Хочу вам сразу заявить: мне повезло. Кино недостижимо. Оно не падает с небес поэту в руки, а если падает, то тут же требует от него невероятных жертв. В фильме, который вы сейчас увидите, мне была предоставлена свобода. Это уникальный случай, и, если фильм понравится, с этим надо будет посчитаться, чтобы не казалось, будто это я все создал. С помощью фильма ты убиваешь смерть, убиваешь литературу и заставляешь жить поэзию впрямую. Вообразите, чем способно стать кино поэтов. Но увы, я повторяю, кинематограф — предприятие, в котором больше не рискуют.

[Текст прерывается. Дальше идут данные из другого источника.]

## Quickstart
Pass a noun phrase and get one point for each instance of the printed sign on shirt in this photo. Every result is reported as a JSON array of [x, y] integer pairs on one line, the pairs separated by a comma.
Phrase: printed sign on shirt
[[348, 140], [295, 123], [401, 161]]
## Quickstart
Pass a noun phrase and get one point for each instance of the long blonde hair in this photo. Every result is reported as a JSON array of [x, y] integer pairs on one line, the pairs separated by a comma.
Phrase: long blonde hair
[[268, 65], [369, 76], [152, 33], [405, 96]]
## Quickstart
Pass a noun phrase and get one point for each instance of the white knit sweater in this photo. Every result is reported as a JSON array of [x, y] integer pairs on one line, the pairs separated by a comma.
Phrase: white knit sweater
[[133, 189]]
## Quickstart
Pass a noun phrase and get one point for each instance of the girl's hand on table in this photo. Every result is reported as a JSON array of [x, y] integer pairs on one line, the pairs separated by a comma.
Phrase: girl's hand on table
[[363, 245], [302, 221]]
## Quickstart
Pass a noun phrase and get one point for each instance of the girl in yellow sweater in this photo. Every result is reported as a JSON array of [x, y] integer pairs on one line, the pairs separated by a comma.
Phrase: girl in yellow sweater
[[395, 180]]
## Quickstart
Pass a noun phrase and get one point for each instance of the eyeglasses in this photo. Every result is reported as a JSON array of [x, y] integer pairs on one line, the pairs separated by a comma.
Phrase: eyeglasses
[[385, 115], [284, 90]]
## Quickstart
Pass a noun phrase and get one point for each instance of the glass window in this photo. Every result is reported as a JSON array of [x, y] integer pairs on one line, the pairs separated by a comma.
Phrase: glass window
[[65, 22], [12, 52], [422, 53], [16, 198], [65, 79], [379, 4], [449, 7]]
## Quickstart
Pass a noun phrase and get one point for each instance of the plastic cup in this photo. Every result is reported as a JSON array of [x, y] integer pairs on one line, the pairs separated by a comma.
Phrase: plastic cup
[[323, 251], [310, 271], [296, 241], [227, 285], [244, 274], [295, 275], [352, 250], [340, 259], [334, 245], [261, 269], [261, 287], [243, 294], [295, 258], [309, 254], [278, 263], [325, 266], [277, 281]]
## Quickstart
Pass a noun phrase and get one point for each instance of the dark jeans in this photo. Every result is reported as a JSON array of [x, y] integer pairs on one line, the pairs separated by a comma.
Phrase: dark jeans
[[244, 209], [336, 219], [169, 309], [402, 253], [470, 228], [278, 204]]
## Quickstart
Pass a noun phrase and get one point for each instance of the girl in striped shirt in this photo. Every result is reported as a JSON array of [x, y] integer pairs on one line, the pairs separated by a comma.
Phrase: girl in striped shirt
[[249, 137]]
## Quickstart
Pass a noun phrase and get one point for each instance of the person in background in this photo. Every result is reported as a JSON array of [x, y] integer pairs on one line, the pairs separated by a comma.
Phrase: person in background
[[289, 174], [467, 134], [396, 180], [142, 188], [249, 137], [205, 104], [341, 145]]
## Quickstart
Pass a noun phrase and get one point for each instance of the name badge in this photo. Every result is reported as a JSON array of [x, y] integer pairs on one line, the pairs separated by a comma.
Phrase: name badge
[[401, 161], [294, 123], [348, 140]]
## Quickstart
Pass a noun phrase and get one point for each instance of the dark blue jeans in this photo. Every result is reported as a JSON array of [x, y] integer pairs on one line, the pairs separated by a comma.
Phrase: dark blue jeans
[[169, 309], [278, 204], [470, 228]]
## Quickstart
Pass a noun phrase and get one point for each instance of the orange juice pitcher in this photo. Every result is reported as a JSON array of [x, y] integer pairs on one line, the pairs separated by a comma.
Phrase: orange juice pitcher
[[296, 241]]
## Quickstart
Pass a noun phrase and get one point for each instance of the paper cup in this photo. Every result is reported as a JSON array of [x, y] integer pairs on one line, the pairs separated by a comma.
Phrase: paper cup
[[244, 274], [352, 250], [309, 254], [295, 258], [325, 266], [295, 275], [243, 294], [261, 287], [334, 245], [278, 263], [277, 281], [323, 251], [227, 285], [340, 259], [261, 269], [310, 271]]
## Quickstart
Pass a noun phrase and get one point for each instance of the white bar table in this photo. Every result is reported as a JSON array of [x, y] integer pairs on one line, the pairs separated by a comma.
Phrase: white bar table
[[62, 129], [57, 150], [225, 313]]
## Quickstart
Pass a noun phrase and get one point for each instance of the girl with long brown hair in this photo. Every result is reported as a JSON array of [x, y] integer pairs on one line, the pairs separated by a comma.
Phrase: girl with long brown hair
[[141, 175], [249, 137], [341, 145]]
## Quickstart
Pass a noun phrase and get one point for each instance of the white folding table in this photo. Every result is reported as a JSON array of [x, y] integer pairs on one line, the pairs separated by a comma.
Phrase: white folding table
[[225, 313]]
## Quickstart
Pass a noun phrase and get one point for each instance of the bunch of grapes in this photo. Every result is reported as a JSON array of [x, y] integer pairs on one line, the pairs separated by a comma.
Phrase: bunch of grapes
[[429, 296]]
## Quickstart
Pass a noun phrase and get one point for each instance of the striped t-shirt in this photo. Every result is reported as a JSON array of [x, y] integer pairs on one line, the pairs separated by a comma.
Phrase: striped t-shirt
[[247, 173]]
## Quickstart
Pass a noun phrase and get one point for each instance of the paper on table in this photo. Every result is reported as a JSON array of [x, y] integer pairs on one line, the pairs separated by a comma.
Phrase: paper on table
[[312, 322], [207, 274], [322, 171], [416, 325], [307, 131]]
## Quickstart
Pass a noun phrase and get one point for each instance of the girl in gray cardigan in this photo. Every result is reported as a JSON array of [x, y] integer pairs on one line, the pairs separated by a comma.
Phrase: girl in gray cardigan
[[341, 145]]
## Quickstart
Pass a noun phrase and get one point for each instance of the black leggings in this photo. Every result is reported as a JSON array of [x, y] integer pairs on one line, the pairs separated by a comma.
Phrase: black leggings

В «Крови поэта» я пытаюсь снимать поэзию, как братья Уильямсон снимают морское дно [57] . Моей задачей было погрузить в себя самого водолазный колокол, который братья погружают в море, на большую глубину. Задачей было застать врасплох поэтическое состояние. Многие думают, что такого состояния не существует, что это некое произвольное самовозбуждение. Однако даже те, кто дальше всех от поэтического состояния, когда-нибудь его да испытали. Пусть они вспомнят о своей глубокой скорби, о тяжелой усталости. Они тогда склоняются к камину, дремлют, но не спят по-настоящему. Тотчас же рождаются ассоциации, и это вовсе не ассоциации мыслей, образов или воспоминаний. Это, скорее, чудовища, которые совокупляются, это темные тайны выходят на свет, это целый мир, мир двусмысленный, загадочный, и он способен дать нам представление о том, в каком кошмаре живут поэты. Кошмар наполняет их жизнь особой чувственностью, которую иные принимают исключительно за бред.
57
…как братья Уильямсон снимают морское дно. — Речь идет о сыновьях известного английского кинематографиста Джеймса Уильямсона (1855–1933), снимавшихся в его фильме «Два сорванца» («Two Naughty Boys»).
Естественно, труднее всего на свете приблизиться к поэзии. Она похожа на хищного зверя. Фильмы об Африке упрекают в обилии трюков. А как же иначе? Снимаешь львов, записываешь львиный рык, а получается только, что ты прыгаешь с кровати под дребезжание лампы, и это заставляет наших путешественников становиться художниками, то есть создавать иллюзию того, что они видели и слышали, при помощи прыжков с кровати и звука абажура, что дребезжит в умелых руках голливудских техников. Не скрою, что и я использовал трюки, для того чтобы сделать поэзию видимой и слышимой. Вот некоторые из них.
Вначале вы увидите, как наш персонаж, поэт, входит в зеркало. Затем он будет плавать в мире, который мы с вами не знаем: я его вообразил. Зеркало ведет поэта в коридор, и походка там такая, как бывает во сне. Это не плавание и не полет. Это что-то ни на что не похожее. Замедлить все было бы слишком вульгарно. Я распорядился прибить декорации к полу, и сцену мы снимали плашмя. Персонаж не идет, а ползет, и на экране мы видим, что человек передвигается с большим трудом, очень странно, и напряжение его мускулатуры не соответствует характеру прогулки.